To avoid penal action, motorists obfuscate vehicle numbers

Bending, smudging, breaking, tying ribbons, hanging helmet and changing the angle of rear number plates are some of the tricks

Updated - July 10, 2021 11:43 pm IST

Published - July 10, 2021 11:42 pm IST - Hyderabad

Traffic police personnel checking the registration number of a two-wheeler in Hyderabad.

Traffic police personnel checking the registration number of a two-wheeler in Hyderabad.

It is a wild west on the streets of Hyderabad with traffic police wielding cameras like weapons and vehicle owners tampering with their registration number to dodge penal action.

On Saturday, one citizen posted a photograph of a number plate with one digit having the photograph of an MLA.

Another citizen posted a photograph of a number plate that’s covered with a surgical mask.

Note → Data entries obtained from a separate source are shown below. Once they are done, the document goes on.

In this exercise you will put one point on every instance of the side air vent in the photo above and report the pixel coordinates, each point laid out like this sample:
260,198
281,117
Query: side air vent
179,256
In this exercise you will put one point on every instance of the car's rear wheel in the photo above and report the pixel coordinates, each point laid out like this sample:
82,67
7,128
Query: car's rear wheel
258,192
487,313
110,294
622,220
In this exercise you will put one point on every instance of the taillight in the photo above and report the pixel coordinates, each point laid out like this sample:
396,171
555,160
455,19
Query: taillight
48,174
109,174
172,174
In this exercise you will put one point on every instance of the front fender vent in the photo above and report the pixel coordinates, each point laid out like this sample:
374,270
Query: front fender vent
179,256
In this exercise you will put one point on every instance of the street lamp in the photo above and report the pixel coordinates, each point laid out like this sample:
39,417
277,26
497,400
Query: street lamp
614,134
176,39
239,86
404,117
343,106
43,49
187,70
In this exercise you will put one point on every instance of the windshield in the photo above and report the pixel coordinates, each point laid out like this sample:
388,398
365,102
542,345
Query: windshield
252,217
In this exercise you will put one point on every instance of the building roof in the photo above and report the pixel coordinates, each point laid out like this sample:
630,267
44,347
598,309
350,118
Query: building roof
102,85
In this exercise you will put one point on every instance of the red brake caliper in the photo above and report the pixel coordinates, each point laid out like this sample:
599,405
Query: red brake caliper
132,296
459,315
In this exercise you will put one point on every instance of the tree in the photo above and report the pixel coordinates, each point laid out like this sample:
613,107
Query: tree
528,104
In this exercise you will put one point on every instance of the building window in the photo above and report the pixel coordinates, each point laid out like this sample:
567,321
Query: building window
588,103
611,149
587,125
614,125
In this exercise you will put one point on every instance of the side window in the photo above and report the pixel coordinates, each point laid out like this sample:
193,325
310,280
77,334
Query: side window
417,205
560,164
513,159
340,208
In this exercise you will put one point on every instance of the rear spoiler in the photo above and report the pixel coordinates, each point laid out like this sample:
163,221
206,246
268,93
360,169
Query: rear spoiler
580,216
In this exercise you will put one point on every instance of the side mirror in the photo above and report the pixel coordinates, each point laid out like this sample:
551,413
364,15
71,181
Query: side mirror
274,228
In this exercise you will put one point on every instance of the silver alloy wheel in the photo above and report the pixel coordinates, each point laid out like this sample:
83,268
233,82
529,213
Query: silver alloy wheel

“We penalise them and make them rectify the number plate,” said a policeman attached to Toli Chowki Traffic Police when asked about the tampered number plates.

Barely visible

But even when the number plates are rectified, they are barely visible.

According to a 2018 Ministry of Road Transport and Highways notification, all vehicles should have high security number plates with a chromium-based hologram.

“The unique high security registration plate shall be linked electronically to the vehicle after its affixture on the vehicle on registration,” says the notification.

But on the streets of Hyderabad, the rule book goes for a toss as honest citizens are punished for minor infractions while those tampering with number plates with criminal intent go scot free.

Bending, smudging, breaking, tying ribbons, hanging helmet and changing the angle of the rear number plates are some of the tricks being devised by motorists to escape being penalised. It is not just the two-wheeler riders who are smudging, bending and hiding number plates. Vehicles transporting construction material and dangerous goods are the biggest culprits.

Every night, hundreds of heavy duty trucks loaded with sand and other construction material stream into the city from east.

A majority of them have number plates hidden behind ribbons, danglers, have smudged digits or illegal guard rails blocking the view. Even when they are caught, vehicles transporting overladen cargo get a rap on the knuckles.

A vehicle with TS07UH1277 owned by a plastic goods company has been penalised multiple times but with ₹100 or ₹135. While the challans are being promptly repaid, the transport of overladen goods has not ceased putting citizens’ lives at risk.

Helpless policemen

“We cannot do more than this. We can only click photograph and hope they pay the penalty,” said the traffic police official posted near Ring Road in Karwan.

Incidentally, on the same stretch of road there are three parking bays for trucks transporting construction material. The number plates of the vehicles parked there remain hidden or are smudged. The vehicle owners use the jurisdictional boundaries on either side of the Attapur Bridge to evade police surveillance.